Yazarın Odası: Elif Burcu Özkan | Meltem Dağcı

Şubat 6, 2025

Yazarın Odası: Elif Burcu Özkan | Meltem Dağcı

Edebiyatçıların yaşamlarını, yazdıkları mekânları, son zamanlarda okuduğu kitapları bu defa yakınlarının gözünden mercek altına almaya çalıştık. Yazar Elif Burcu Özkan’ı, arkadaşı Soner Sancaktepe ile konuştuk.

1)Yazılarını nerede yazar? Yazarken denk geldiğinizde o an yaşadığınız ilginç bir anınız oldu mu?

Elif ile gün içerisinde beraber vakit geçirdiğinizde zihninin bir yanının sürekli olarak gördüklerini yazınsal bir mesele olarak algıladığını fark edersiniz.
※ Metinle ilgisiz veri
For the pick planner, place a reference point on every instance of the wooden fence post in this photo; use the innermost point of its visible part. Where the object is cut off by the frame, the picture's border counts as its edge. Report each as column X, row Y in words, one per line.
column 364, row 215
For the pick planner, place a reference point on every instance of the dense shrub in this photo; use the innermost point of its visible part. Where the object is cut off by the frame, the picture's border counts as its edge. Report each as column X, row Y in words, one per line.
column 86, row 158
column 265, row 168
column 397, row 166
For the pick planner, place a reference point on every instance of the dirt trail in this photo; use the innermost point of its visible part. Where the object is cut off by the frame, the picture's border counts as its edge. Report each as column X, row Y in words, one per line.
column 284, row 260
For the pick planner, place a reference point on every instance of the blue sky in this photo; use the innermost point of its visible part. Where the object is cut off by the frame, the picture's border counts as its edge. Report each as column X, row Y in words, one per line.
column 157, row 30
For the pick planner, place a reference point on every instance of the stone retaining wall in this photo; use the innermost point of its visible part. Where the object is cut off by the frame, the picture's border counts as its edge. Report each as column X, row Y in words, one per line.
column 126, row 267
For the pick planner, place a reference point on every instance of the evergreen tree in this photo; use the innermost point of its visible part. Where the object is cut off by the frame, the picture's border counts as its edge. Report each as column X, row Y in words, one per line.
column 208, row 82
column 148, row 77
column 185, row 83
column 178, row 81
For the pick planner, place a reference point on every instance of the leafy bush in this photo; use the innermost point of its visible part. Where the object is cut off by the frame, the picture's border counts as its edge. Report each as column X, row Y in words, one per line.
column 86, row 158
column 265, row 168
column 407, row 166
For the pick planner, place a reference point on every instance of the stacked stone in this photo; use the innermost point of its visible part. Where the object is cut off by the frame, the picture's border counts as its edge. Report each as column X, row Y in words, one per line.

Sanki kendine has imgesel bir alanda duyumsuyor her şeyi. Aklı ve duyarlılığı gün boyu biriktiriyor. Onu hiç yazarken görmedim. Her yerde, özellikle de mutfakta, balkonda, deniz kenarında ve doğada yazmayı seviyor, diye biliyorum. Birçok yazar gibi o da yazarken yalnızlığı tercih ediyor. Çocuksu merakı ile günü izlediği, duyumsadığı anlara şahit oldum. Karanlık bir sokakta yaşam mücadelesi veren bir köpeğin tedirgin yürüyüşünü uzun uzun izlediği bir ânı anımsıyorum. Gözleri akşam yazı masasında kâğıda dökeceği kelimeleri, duyguları izliyor gibidir. Bu, sokaktaki bir çocuğun neşesi de olabilir, yaşlı bir insanın hayli yorgun mücadelesini yansıtan zorlu bir an da. Gören bir göz olarak ince şeyleri duyumsar.

2) Arkadaşınızla yazı/okuma üzerine neler paylaşırsınız?

Okuduğu kitapların ya da izlediği filmlerin onda uyandırdığı her şeyi ayrıntısı ile paylaşmayı çok sever. Şiir ve felsefe üzerine verimli sohbetlerimizde, okuduğum metinlerde beni yakalayan şeyin ne olduğunu merak eder. Kelimelerin okurdaki karşılığını anlama çabası gibi bir şey bu sanırım. Hem metnin kendisine hem metni okuyana sorular sorar.

3)Yazdıklarıyla ilgili sizden ne tür fikir/ öneri alır?

Fikir ve öneri olarak belirgin bir beklentisi yoktur. Ama yazdıklarının bir ötekine nasıl geçtiğini, ne hissettirdiğini ne düşündürdüğünü hep merak eder. Sanki bir iletişim kurma çabası içinde gibidir. Ne anlatmak istedi? Ona bu dizeleri ya da cümleleri yazdıran şey ne idi ve okuyana bu ne şekilde geçti? Bu tür şeyleri önemser. Yazdıklarını kendi sesinden dinlediğinizde kelimelere verdiği duygu değeri çok daha belirginleşir.

4)Yazı yazarken vazgeçemediği ritüelleri nelerdir?

Kedileri ve kahvesi veya bitki çayları ile sessizlik içinde, bazen de müzik eşliğinde yazdığını biliyorum. Belirgin bir ritüeli varsa da bilmiyorum. Ama aynanın karşısına geçip kendine bakma ânı gibi özenli bir giyimle masaya oturduğuna eminim, diyebilirim. Onun ev giysileri ile yazı masasına oturmadığına eminim. Derli toplu bir odada, muhtemelen bir törene katılır gibi özenli çalışmayı seviyordur. Ütülü ve temiz giysilerle yazı masasında çalıştığını karakteri bana söyler.

5)Son olarak, elinde en son gördüğünüz kitapları öğrenebilir miyiz?

Aynı anda birçok ve farklı türlerden kitaplar okur. Ama en son konuştuğumuzda, kendisi de bir öykü kitabı yazdığı için son dönemde ağırlıklı olarak öykü kitapları okuduğunu söylüyordu.